Analysis Date: 2025-07-29 16:27 UTC

  1. Credit Opinion: CONDITIONAL APPROVAL
    THEE BOX LTD shows a small but active business profile specializing in specialised design activities, with a single director owning full control. The company maintains positive net current assets and shareholder funds, indicating solvency. However, a notable decline in net current assets and shareholders’ funds from £79,431 in 2023 to £43,705 in 2024 signals weakening financial strength. The significant reduction in debtors and current assets suggests either lower sales or improved collections but also a shrinking operational scale.

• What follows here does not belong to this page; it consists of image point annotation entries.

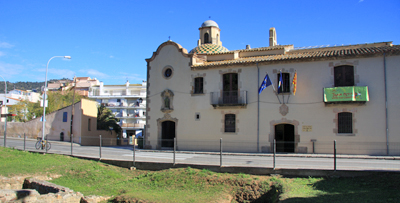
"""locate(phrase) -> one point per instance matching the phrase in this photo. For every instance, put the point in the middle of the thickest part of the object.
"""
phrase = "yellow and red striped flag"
(294, 83)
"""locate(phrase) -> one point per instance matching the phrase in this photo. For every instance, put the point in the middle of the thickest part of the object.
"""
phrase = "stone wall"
(28, 190)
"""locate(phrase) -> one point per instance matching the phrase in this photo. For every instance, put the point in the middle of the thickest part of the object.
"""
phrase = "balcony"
(122, 105)
(133, 125)
(129, 115)
(350, 94)
(228, 98)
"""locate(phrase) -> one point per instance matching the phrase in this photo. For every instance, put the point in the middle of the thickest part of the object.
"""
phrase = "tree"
(25, 111)
(106, 119)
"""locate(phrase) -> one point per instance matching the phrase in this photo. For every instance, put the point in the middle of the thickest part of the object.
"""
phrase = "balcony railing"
(124, 105)
(133, 125)
(229, 98)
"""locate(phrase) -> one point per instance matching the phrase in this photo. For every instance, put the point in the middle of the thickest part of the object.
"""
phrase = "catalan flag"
(294, 83)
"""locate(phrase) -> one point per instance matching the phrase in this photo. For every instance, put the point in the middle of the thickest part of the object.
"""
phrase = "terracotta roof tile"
(308, 54)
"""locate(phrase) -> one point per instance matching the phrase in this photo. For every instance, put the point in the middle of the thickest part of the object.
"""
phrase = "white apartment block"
(127, 102)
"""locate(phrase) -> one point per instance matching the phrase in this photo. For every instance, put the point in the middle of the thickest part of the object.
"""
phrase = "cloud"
(123, 76)
(10, 70)
(5, 45)
(53, 73)
(94, 73)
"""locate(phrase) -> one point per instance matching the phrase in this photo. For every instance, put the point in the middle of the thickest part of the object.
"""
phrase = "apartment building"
(127, 102)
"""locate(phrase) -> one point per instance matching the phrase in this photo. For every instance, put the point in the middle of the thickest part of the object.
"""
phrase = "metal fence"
(222, 153)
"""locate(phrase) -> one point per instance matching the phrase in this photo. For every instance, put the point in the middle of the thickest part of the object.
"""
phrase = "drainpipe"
(258, 110)
(386, 105)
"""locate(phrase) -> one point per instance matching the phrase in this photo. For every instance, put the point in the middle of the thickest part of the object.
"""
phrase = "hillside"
(26, 85)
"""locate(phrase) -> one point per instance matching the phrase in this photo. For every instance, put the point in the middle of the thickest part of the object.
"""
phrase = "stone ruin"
(30, 190)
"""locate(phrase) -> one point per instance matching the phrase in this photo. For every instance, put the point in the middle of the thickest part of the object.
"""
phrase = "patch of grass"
(194, 185)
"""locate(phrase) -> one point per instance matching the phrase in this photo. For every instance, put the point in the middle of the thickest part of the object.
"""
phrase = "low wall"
(18, 189)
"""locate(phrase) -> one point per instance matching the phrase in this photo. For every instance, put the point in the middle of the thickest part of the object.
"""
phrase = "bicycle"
(42, 144)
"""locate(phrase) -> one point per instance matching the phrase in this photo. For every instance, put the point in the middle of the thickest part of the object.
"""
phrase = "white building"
(15, 96)
(344, 93)
(127, 102)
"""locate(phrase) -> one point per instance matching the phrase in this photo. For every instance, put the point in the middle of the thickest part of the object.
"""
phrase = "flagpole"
(273, 87)
(258, 111)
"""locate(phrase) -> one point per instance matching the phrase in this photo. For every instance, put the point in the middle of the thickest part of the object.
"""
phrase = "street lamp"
(5, 107)
(45, 89)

Given the company’s small size and related concentration risk, credit approval is recommended with conditions: closely monitor liquidity, receivables ageing, and profitability trends before extending or increasing credit facilities.

  2. Financial Strength:

  • Shareholders’ funds decreased by approximately 45% year-on-year (£79,431 to £43,705), reflecting reduced retained earnings or operational losses.
  • Net current assets declined from £68,779 to £36,765, still positive but halved within one year.
  • Fixed assets are minimal (£6,940), consistent with a service business with low capital intensity.
  • Current liabilities have decreased from £44,587 to £23,289, improving working capital coverage but may reflect creditor payment timing changes.
  • The company operates with a single employee (director), limiting operational scale and diversification.
  1. Cash Flow Assessment:
  • Cash balances decreased from £21,216 to £15,735, which is modest but consistent with reduced overall activity.
  • Debtors fell substantially from £92,150 to £44,319, which may improve cash conversion but could also indicate reduced sales or write-offs.
  • Trade creditors remain low (£2,487), suggesting limited supplier credit usage.
  • Overall, the company retains positive working capital, but the downward trend in cash and net current assets requires attention to maintain liquidity.
  • No external borrowings or overdrafts reported, reducing financial risk but also limiting liquidity buffers.
  1. Monitoring Points:
  • Track turnover and debtor collection performance to ensure cash inflows remain sufficient to meet liabilities.
  • Monitor profit and loss trends closely, as the lack of published profit figures and reduced reserves imply possible operational losses.
  • Review any changes in creditor payment terms or tax liabilities, given high taxation and social security creditor balances.
  • Assess director’s financial stewardship given sole control and the company’s small scale.
  • Watch for any signs of late filing or compliance issues (currently files on time).